Antropofobia e inmigración

Simplificando, la degeneración vital y cultural de España y, en general, de los países occidentales se resume en un dato: hay más comercios de mascotas (animales de compañía) que de bebés. A partir de ahí, las cosas siempre van irreversiblemente a peor. Porque la inmigración –dado cierto umbral es invasión- resuelve un problema pero crea cuatro. Los paños calientes buenistas, pusilánimes y oportunistas que aplican la izquierda lerda y la derecha tullida a esa problemática estimula el enfrentamiento atrincherado entre la población autóctona, de vieja raigambre, y los nuevos residentes. También es cierto que, extrañamente, de un tiempo a esta parte se ha producido un deslizamiento afectivo hacia los animales, especialmente en las ciudades, con desvinculación de nuestros semejantes humanos. El 60% de dueños de mascotas duermen con ellas. Paralelamente, la antropofobia (miedo o detestación del ser humano, no confundir con fobia social) constituye actualmente una corriente político-social camuflada bajo diversos nombres. La antropofobia es más intensa cuanto más cercano fenotípicamente sea el ser humano detestado. Por tanto, algunas personas preferirán instintivamente el inmigrante al ancestral compatriota de la misma forma que otras prefieren una mascota a un ser humano.

Los antropofobos saben que son seres humanos, pero sufren disonancia cognitiva que les permite deslastrarse de su humanidad mostrando tal celo en la indignación que se sienten exonerados de pertenecer a la especie Homo sapiens. En las culturas occidentales, la más alta expresión moral de algunos grupos organizados, o de individuos que van a su aire, consiste, desde la década de los ochenta del pasado siglo, en entregarse a la crítica sin concesiones a todo lo que constituye la identidad humana y muy especialmente la identidad humana blanca. Desde entonces, en las opulentas sociedades occidentales, el humanismo político se desplaza hacia una nueva ética que sirve de valor refugio a la desvalorización del ser humano blanco por relativización. El espíritu crítico es una virtud necesaria en toda civilización madura pero su exceso la esteriliza por hipertrofia del relativismo. El relativismo a ultranza acaba concediendo que todo es relativo, que todo es igual, que una persona y un perro no son esencialmente distintos en derechos y, llegados a este punto, que un cerdo, un simio o un perro pueden ser superiores moralmente a los seres humanos. Además, por su carácter extremista, el relativismo cultural y moral degenera en exhibición ostentosa y coercitiva. Ahora bien, dejando de lado probables insuficiencias síquico-morales de los antropofobos, no es el animalismo la única manifestación de antropofobia en los países occidentales. Por el contrario, parece corresponder al Zeitgeist, espíritu de la época o clima intelectual, paradigma cultural del momento histórico que vivimos. En esas circunstancias, el amor a los animales es el reflejo simétrico del odio a los humanos blancos, lo cual resulta completamente natural si, siguiendo el razonamiento antropofobo, los animales son nuestros iguales. Es inmediato el enlace con las preferencias de cierta izquierda para con la inmigración y deslastrado afectivo, puro reflejo cainita, en relación con los humanos blancos.

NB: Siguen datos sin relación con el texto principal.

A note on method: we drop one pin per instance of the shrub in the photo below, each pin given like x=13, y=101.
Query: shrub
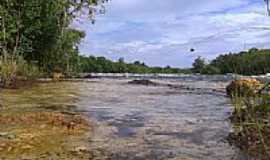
x=14, y=68
x=243, y=87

No obstante, si todo lo anterior es común a los países occidentales, el caso español tiene sus propias especificidades al haber moldeado el separatismo periférico una izquierda entregada a los enemigos de España que odia todo lo genuinamente español. Y tanto es así, lo escribí en otra ocasión, que el PSOE levantó estatua a Almanzor en Algeciras. No voy a repetir la precisa, detallada y concienzuda nómina de desmanes y dislates que notarían los analistas políticos más solventes como quintaesencia del enfermizo desparrame de ambición de una izquierda que ha hecho de las instituciones públicas (interfiriendo sin pudor asimismo en las privadas) su campo de acción bélico-ideológico. Ay, si sólo fuera eso…Quienes, con ironía y objetividad han levantado implacablemente minucioso sumario de la situación,   encapsulan, en unos cuantos ejemplos magistralmente traídos a cuento, en qué ha devenido la democracia española.  Casi reducida a organizar el modus vivendi –al menos en los segmentos izquierdistas profesionalizados-  de una jarca de farsantes que, para mayor inri,  perdonan moralmente la vida a quien no lleve el mismo paso cuartelero que la tropa políticamente ultracorrecta  con mando en plaza. Repugna tanto confort moral en una chusma casi analfabeta –o sin casi- mirando por encima del hombro  a los adversarios políticos, y a la buena gente en general, que no acaban de entender el porqué de tanto sicópata  empeñado en colapsar nuestro extraordinario país. No es sólo el amateurismo incompetente, ramplón, inconcebible (lo del TC mete miedo…y la señora Lastra no digamos)  que ejerce descaradamente el poder en este momento (a las órdenes del Gran Cabrón) sino, sobre todo,  el desesperante espectáculo del oportunismo y la mediocridad amoral de jauría hambrienta, insaciablemente concupiscente,  repartiéndose los chicharrones de la matanza.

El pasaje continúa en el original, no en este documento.